Químicos eternos, já ouviu falar?

8 jun 2026 21:00

Entre os efeitos na saúde mais significativos associados à exposição a PFAS encontram-se, por exemplo, o cancro

Os PFAS são um grupo composto por milhares de substâncias químicas sintéticas, criados pelo Homem a partir da década de 1940. Devido à sua estrutura química extremamente forte e estável, a luz solar, o calor ou os microrganismos comuns não os conseguem quebrar naturalmente. Consequentemente, os PFAS permanecem na natureza durante longos períodos, acumulando-se nos solos e nos recursos hídricos.

Estas substâncias são utilizadas pela indústria no fabrico de diversos produtos, como aparelhos eletrónicos, tintas, automóveis e cosméticos, devido às suas propriedades antiaderentes e à sua resistência ao calor e à água. Estão presentes nos revestimentos antiaderentes de frigideiras e tachos (como o conhecido Teflon), no vestuário e em alimentares, incluindo as utilizadas para comida fast-food.

Também as espumas utilizadas no combate a incêndios florestais contêm PFAS. As substâncias são eficazes no combate às chamas, mas a sua utilização deixa um rasto de poluição, agravando ainda mais as consequências já nefastas dos incêndios florestais.

As consequências para a saúde humana estão já bem documentadas na literatura científica.
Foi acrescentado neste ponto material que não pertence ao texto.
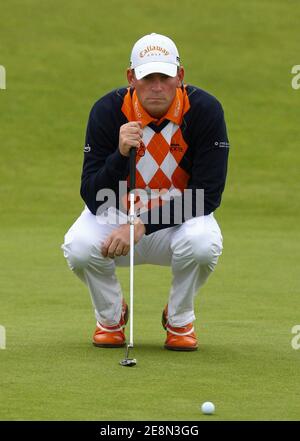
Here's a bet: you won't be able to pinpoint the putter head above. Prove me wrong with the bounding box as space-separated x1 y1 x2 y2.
120 358 137 367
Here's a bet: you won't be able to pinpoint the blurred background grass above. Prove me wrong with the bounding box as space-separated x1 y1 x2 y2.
0 0 300 420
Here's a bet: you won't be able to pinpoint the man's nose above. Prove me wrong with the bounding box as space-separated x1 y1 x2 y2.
151 78 162 92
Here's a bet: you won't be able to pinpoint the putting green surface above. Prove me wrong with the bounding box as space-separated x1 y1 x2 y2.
0 0 300 421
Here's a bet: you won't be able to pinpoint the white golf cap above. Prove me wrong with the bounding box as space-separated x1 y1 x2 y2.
130 33 180 80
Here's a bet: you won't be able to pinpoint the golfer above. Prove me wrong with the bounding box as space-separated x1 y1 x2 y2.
62 33 229 351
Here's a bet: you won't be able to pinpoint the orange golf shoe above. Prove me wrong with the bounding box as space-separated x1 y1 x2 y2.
93 299 128 348
162 305 198 351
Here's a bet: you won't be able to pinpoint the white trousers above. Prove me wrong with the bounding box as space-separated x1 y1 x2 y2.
62 207 223 327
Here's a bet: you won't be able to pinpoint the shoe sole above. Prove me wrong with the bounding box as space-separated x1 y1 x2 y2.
93 342 126 348
164 345 198 352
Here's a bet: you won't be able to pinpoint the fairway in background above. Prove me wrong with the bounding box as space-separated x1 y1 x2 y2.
0 0 300 420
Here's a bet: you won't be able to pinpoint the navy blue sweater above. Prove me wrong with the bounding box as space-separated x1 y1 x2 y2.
80 85 229 234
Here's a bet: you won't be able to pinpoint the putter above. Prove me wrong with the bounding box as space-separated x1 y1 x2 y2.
120 148 137 367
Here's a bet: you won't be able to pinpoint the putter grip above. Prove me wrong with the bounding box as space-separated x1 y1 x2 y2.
129 147 136 191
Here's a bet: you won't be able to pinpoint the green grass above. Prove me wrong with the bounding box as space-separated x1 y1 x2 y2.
0 0 300 420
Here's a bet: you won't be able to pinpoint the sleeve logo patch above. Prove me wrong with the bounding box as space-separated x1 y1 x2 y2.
214 141 230 149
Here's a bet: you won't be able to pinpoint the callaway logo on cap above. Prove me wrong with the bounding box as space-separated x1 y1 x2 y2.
130 33 180 80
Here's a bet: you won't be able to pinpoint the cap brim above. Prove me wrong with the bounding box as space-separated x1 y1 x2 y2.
134 61 178 80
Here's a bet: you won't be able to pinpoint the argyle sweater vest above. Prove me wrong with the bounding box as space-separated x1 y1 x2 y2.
122 89 190 191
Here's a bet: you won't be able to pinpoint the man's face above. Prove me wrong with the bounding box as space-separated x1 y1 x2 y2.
127 67 184 119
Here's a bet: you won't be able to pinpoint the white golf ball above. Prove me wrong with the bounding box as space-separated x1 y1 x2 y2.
201 401 215 415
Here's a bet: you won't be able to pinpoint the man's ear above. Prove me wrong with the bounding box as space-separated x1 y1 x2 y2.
127 68 135 87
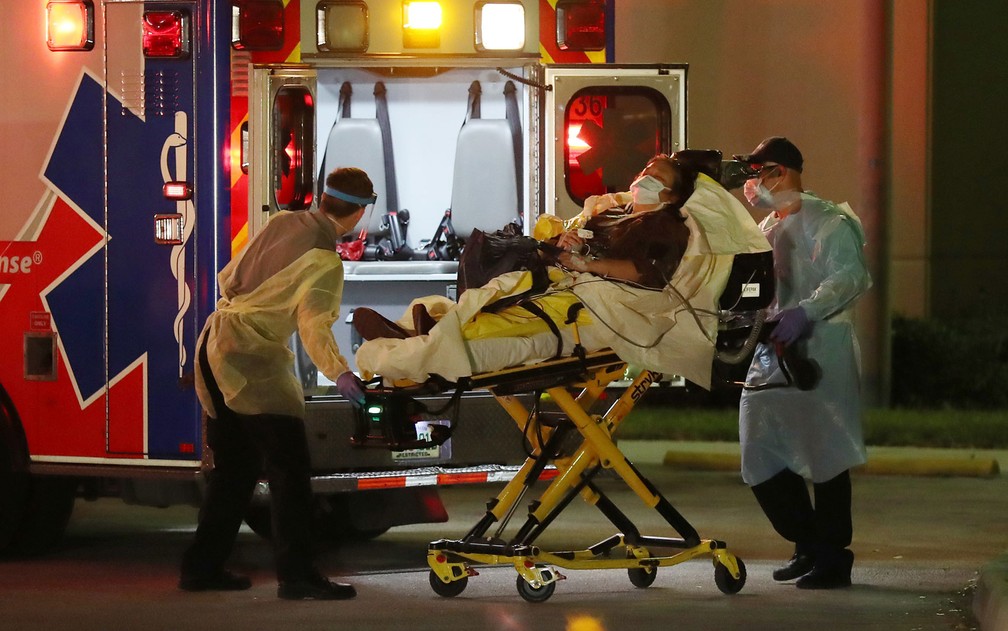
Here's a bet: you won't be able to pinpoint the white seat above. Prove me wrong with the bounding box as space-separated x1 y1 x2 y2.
452 119 521 239
323 118 388 236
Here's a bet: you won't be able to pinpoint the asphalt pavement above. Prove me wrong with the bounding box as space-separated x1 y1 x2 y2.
620 440 1008 631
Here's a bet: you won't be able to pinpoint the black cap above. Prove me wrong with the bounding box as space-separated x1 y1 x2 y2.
733 136 804 173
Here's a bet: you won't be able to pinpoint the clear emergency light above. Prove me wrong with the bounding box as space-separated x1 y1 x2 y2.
556 0 606 50
316 0 370 52
45 0 95 50
231 0 283 50
402 0 442 48
476 0 525 50
141 11 190 57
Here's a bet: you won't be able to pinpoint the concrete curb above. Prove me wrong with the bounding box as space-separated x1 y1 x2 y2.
662 450 1001 478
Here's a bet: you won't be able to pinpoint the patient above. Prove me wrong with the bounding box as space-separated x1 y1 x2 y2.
354 155 769 385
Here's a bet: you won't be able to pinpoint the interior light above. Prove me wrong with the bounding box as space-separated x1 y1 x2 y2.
317 0 370 52
45 0 95 50
556 0 606 50
231 0 283 50
161 181 193 201
402 0 442 48
476 0 525 50
142 11 190 57
402 2 442 29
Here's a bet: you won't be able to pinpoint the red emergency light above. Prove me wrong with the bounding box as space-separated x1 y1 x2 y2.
231 0 283 50
556 0 606 50
45 0 95 50
142 11 190 57
161 181 193 202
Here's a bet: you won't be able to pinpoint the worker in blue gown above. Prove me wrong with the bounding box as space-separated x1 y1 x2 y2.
735 136 871 589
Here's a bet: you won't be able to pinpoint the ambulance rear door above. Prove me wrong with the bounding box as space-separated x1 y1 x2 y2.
542 65 686 219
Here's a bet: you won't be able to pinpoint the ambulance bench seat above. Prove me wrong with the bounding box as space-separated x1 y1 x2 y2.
452 119 522 239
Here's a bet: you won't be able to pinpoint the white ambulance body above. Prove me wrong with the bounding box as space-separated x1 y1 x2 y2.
0 0 686 551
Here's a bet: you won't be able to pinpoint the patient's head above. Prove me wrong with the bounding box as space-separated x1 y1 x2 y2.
630 153 697 211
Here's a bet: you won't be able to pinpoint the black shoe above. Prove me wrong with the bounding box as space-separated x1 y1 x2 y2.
773 552 815 581
178 570 252 592
794 549 854 590
276 575 357 601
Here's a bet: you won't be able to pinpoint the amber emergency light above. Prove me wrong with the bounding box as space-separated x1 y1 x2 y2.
45 0 95 50
402 0 442 48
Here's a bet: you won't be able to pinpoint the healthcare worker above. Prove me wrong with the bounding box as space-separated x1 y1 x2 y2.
735 136 871 589
178 164 376 600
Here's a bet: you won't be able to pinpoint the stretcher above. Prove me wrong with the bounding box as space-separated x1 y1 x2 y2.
355 292 766 603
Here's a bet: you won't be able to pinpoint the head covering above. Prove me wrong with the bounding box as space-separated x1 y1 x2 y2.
733 136 804 173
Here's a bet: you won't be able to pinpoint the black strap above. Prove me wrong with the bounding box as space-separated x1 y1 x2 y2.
504 81 524 221
518 300 563 359
462 81 483 126
375 81 399 213
316 81 354 200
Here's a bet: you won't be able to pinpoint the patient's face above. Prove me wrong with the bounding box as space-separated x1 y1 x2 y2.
640 159 679 204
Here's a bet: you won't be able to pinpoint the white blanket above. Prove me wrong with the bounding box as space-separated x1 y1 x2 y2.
356 175 770 388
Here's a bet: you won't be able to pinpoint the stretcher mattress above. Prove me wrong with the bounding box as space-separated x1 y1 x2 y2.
356 175 770 387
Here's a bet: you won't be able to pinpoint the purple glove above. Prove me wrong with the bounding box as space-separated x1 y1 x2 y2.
770 306 809 346
336 370 364 407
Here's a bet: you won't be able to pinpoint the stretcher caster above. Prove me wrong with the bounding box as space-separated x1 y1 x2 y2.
515 575 556 603
714 558 746 595
427 570 469 598
627 567 658 590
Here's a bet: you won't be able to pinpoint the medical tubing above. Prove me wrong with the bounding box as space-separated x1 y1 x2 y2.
717 309 766 365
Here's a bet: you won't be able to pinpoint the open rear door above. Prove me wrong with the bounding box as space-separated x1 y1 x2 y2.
543 65 686 219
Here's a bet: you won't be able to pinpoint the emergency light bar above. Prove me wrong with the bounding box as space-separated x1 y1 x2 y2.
316 0 370 52
556 0 606 50
476 0 525 50
402 0 442 48
231 0 283 50
45 0 95 50
141 11 190 57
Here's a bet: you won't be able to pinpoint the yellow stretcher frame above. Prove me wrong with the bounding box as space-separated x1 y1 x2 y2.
427 346 746 603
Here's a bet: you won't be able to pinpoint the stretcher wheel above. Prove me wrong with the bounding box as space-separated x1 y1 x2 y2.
627 567 658 590
515 575 556 603
714 558 746 595
427 570 469 598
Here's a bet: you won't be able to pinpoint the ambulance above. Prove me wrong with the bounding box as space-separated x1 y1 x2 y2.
0 0 686 554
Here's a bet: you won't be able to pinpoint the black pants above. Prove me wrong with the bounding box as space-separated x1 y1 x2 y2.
181 336 313 581
752 469 853 555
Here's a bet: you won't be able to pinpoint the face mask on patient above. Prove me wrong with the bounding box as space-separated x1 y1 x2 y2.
630 175 668 206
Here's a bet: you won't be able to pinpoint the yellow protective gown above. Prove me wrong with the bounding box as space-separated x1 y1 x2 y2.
196 211 348 417
739 193 871 486
356 174 770 387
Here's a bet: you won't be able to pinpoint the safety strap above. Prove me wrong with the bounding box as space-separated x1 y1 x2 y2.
374 81 399 213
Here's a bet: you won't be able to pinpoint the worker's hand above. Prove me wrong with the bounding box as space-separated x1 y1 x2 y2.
770 306 810 346
336 370 364 407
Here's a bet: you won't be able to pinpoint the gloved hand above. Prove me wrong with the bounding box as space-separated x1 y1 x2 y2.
770 306 810 346
336 370 364 407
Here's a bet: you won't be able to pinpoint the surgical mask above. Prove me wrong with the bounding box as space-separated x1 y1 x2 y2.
742 177 775 209
630 175 668 206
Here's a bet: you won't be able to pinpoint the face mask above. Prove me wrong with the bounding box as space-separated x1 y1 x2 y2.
742 177 776 209
630 175 668 206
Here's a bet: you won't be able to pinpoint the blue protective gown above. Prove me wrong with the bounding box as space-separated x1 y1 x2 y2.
739 193 871 486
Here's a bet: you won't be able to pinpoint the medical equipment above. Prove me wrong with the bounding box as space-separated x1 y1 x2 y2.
358 246 773 603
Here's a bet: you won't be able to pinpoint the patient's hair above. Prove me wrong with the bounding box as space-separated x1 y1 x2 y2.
319 166 374 218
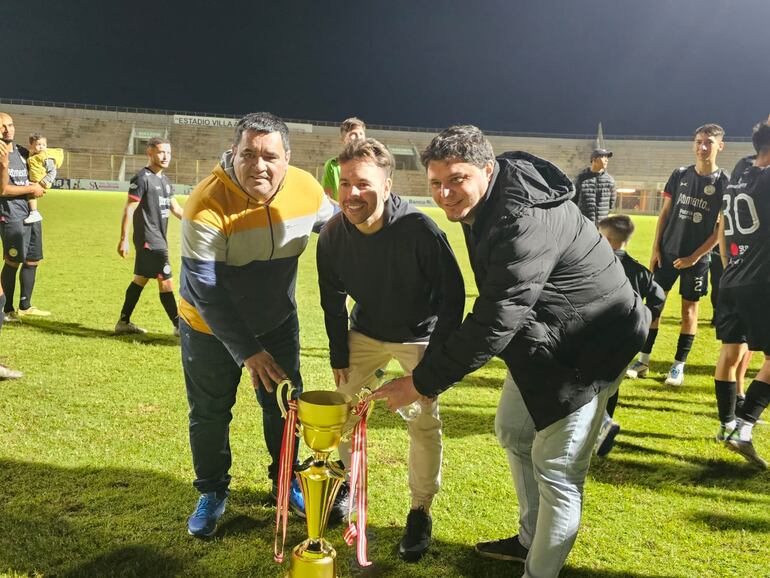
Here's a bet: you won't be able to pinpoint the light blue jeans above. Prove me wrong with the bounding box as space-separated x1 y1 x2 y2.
495 372 625 578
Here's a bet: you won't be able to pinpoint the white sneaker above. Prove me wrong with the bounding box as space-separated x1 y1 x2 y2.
0 364 24 379
714 422 735 442
725 436 767 470
24 211 43 225
19 305 51 317
594 419 620 458
665 365 684 387
3 310 21 323
115 321 147 335
626 359 650 379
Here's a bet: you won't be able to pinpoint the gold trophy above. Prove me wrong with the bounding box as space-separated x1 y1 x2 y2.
278 391 352 578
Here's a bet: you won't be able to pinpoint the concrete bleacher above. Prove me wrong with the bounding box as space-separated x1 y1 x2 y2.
2 103 752 195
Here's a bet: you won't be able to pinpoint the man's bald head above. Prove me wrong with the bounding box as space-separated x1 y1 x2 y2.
0 112 16 144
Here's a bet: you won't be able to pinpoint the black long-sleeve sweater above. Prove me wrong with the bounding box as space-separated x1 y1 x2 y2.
316 195 465 369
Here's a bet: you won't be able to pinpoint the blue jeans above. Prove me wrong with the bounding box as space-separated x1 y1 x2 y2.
495 371 625 578
179 313 302 494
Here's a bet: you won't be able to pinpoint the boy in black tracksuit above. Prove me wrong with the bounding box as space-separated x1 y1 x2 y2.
596 215 666 456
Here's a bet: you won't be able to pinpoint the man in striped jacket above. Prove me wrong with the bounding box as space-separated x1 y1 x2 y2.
179 113 334 537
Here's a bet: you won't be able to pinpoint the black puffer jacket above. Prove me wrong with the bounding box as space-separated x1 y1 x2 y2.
573 168 616 225
413 152 650 429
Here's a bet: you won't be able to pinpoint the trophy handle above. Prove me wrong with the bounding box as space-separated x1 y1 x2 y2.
275 379 296 419
342 387 374 441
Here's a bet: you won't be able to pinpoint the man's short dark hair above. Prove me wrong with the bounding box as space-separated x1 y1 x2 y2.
147 136 171 149
337 138 395 177
599 215 636 243
692 122 725 138
751 122 770 155
340 116 366 136
233 112 291 152
420 124 495 169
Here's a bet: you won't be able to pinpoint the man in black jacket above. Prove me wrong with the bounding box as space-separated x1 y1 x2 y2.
572 149 617 225
374 126 650 578
316 139 465 562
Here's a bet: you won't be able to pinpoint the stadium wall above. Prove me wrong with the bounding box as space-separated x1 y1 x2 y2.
0 98 753 213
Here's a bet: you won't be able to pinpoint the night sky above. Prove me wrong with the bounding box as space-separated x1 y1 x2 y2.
0 0 770 136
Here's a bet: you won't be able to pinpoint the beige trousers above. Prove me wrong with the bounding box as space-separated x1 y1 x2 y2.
337 330 443 510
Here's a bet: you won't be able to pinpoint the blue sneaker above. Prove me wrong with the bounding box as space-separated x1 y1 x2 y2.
665 364 684 387
272 478 305 518
187 492 227 538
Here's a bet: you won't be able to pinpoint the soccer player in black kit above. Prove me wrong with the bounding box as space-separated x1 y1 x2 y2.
714 122 770 468
628 124 728 386
115 138 182 335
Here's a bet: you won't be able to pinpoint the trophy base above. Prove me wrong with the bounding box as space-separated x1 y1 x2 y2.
286 539 337 578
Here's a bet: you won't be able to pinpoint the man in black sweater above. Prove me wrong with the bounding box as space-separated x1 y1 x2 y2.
316 139 465 562
572 149 617 225
372 126 650 578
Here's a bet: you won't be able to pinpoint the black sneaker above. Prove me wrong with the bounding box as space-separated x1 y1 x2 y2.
476 536 529 562
329 482 356 525
398 506 433 562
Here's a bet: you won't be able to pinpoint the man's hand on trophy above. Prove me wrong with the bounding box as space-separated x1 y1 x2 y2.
368 375 428 411
332 367 350 387
243 351 286 393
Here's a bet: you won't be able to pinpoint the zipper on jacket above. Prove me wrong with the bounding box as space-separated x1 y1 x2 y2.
265 205 275 261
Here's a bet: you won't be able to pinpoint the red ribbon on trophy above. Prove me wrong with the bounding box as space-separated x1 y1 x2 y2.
273 392 297 564
343 401 372 566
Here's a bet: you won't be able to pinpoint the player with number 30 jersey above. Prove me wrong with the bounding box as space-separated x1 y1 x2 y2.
714 119 770 468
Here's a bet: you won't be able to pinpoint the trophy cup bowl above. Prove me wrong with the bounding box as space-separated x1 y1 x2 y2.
288 391 352 578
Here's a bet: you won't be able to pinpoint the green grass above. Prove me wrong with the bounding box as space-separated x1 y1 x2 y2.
0 191 770 578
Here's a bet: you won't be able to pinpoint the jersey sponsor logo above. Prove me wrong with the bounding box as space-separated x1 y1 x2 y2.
730 242 749 257
676 195 711 212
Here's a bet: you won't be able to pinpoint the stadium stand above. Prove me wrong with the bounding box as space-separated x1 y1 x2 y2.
0 99 753 212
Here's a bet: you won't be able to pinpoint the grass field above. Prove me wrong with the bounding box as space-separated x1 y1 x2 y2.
0 191 770 578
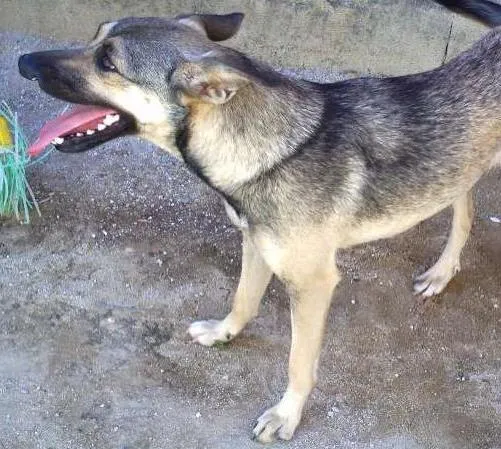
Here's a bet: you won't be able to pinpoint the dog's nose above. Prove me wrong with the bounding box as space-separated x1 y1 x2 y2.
17 53 40 81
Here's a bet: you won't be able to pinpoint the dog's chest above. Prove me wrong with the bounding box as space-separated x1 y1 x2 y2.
223 201 249 229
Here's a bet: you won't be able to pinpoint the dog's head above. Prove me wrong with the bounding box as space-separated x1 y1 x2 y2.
19 13 250 155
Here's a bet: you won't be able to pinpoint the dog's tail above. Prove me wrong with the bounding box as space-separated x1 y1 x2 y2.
435 0 501 27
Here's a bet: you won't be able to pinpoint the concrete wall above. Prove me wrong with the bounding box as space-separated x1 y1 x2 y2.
0 0 486 74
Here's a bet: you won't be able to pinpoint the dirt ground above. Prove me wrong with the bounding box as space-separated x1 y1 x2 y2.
0 33 501 449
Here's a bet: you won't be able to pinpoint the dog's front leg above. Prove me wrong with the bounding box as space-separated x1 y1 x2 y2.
254 250 339 443
188 230 272 346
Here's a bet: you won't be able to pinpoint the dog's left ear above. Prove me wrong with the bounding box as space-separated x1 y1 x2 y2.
171 59 251 104
176 12 244 42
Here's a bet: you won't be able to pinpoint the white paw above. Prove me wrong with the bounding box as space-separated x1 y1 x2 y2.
414 263 460 297
188 320 234 346
253 405 301 443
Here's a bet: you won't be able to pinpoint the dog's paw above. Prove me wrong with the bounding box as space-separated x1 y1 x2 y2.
188 320 234 346
414 263 460 297
252 405 301 443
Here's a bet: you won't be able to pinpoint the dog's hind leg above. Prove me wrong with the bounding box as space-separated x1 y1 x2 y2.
253 236 339 443
414 191 473 296
188 231 272 346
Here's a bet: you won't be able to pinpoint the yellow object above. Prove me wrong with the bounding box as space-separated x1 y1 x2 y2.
0 117 14 147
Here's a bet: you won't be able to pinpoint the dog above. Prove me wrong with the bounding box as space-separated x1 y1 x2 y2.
19 0 501 443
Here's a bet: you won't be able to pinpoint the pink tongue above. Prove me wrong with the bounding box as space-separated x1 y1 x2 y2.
28 105 117 156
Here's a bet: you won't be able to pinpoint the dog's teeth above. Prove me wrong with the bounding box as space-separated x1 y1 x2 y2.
103 114 120 126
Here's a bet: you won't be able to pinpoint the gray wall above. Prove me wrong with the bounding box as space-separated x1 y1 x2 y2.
0 0 486 74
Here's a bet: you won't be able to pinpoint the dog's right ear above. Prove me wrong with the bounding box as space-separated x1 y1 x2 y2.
176 12 244 42
171 58 251 104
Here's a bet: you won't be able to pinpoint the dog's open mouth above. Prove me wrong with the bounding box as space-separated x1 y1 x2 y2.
28 105 135 156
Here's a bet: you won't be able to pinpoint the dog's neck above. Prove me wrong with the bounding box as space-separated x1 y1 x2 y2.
180 79 324 195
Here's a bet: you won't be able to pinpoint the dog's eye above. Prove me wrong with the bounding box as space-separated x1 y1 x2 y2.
97 48 118 72
101 54 117 72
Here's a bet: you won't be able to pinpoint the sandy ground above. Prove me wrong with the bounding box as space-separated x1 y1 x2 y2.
0 33 501 449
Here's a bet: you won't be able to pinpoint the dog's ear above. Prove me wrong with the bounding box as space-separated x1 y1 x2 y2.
176 12 244 42
171 59 251 104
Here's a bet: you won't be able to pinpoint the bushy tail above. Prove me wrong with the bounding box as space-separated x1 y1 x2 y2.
435 0 501 27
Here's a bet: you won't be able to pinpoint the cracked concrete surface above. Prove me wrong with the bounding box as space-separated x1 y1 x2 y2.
0 2 501 449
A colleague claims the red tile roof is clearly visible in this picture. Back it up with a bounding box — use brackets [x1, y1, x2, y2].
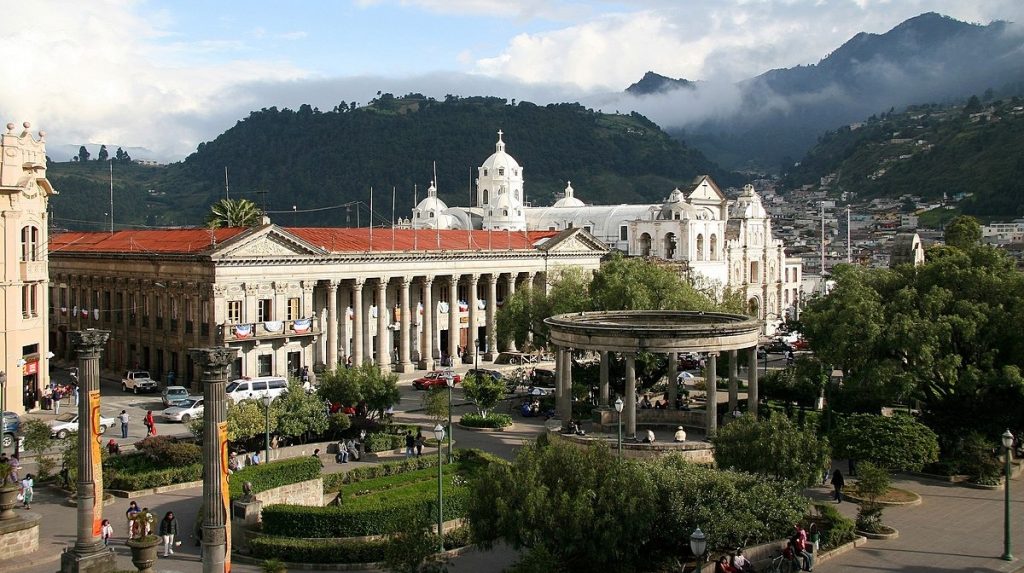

Entre os efeitos na saúde mais significativos associados à exposição a PFAS encontram-se distúrbios lipídicos, hipertensão, diabetes mellitus, doenças da tiroide, infertilidade, cancro, obesidade, autismo, problemas do neurodesenvolvimento, doenças cardiovasculares e doenças renais e hepáticas. Importa, por isso, encontrar rapidamente soluções para reduzir a poluição de PFAS. O foco deve incindir na prevenção do aumento das concentrações na água e no solo, assim como na sua remoção eficaz e eficiente.

Atualmente, a União Europeia tem-se focado na definição de medidas destinadas a minimizar a utilização e a presença no ambiente. Relativamente às espumas de combate a incêndios, a Comissão Europeia publicou o Guia para o apoio à Transição para Espumas de Combate a Incêndio Livres de Flúor, que inclui orientações para melhores práticas, soluções viáveis e metodologias para a substituição por espumas sem flúor.

Quanto à presença na água, os Eados Membros estão obrigados a monitorizar os níveis de PFAS na água destinada a consumo humano. Caso os valores-limite sejam ultrapassados, cabe-lhes reduzir o nível de PFAS e proteger a saúde pública, informando a população. Segundo a Associação Portuguesa de Distribuição e Drenagem de Águas (APDA), as medidas podem incluir o encerramento de captações de água e a implementação de tratamentos específicos, de modo a travar a contaminação.

Segundo um artigo do jornal Público de 2025, a descontaminação de solos e de águas na Europa pode custar 1,9 biliões de euros e demorar cerca de 20 anos.